Seven other soloists joined in for the Concert for Piano and Orchestra (1957–58) in the first half, and 14 for the Atlas Eclipticalis in the second. For the most part, the additional musicians neither enhanced nor detracted from the experience: All the notes played could be heard and appreciated for their unique “thereness,” simultaneities be damned. I must say that the mixture of Solo for Voice 1 (1960) with Concert did cause a distraction from the thereness of the instrumental notes, but the mixture of Solo for Voice 48 with Atlas seemed a slight enhancement to its multithereness.

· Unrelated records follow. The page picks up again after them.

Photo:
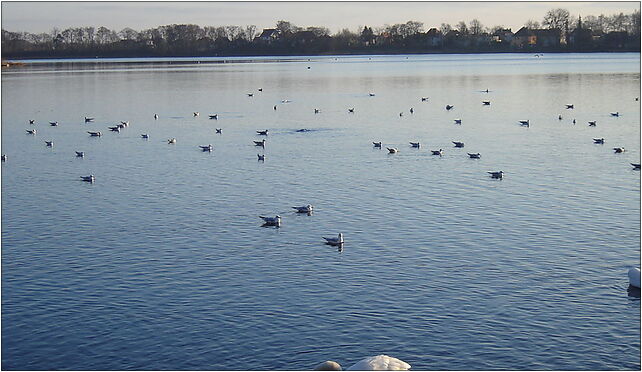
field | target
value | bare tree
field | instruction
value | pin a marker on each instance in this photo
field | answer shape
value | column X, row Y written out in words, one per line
column 557, row 18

Who can tell the right way to handle these choices? Was the I Ching consulted? The chief interest in Eclipticalis, in which the notes were determined by characteristics of star charts — other than the unique, individual notes themselves, of course — was Christopher Jones’ conducting. His arms moved, one at a time, like the big and little hands on a clock face at a varying pace of 1 to 2 minutes per 180 degrees of movement. This form of direction was necessary, considering the nature of Cage’s notation, and the fact that the 14 musicians were scattered about the church and in its balcony.

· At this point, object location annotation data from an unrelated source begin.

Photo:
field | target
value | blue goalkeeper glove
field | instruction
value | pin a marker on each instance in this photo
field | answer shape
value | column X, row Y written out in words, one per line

The river of the music and Chiu’s performance were sublime.The first half of the concert featured Chiu in two other note-individuated works, 59½" for a String Player (1953), and Cheap Imitation, Part I (1969–77). The first I timed at 55 seconds, but maybe my watch was fast. The second’s title came from the fact that Cage, instead of designing all compositional parameters to be chosen by chance, was forced to match a choreography based on the phrase structure of part of Eric Satie’s Socrate. Despite the ghost of the Frenchman in the work, note-focused, it superficially sounded little different from the rest of the music on the program.
After intermission, the concert continued with Cheap Imitation, Part II (1969–77). I was shocked. Alone among the works on the program, Chiu’s performance of the notes of this piece sounded like it depended on the relationship between notes! He played with his mute on. The work consisted of a quietly unfolding melody of smoothly connected notes. Legato, in other words. In the language utterly foreign to the rest of the works. The river of the music and Chiu’s performance were sublime.
As for the rest of the program, if I were on a different life path, I’d follow Cage’s dictum:
If something is boring after two minutes, try it for four. If still boring, then eight. Then sixteen. Then thirty-two. Eventually one discovers that it is not boring at all.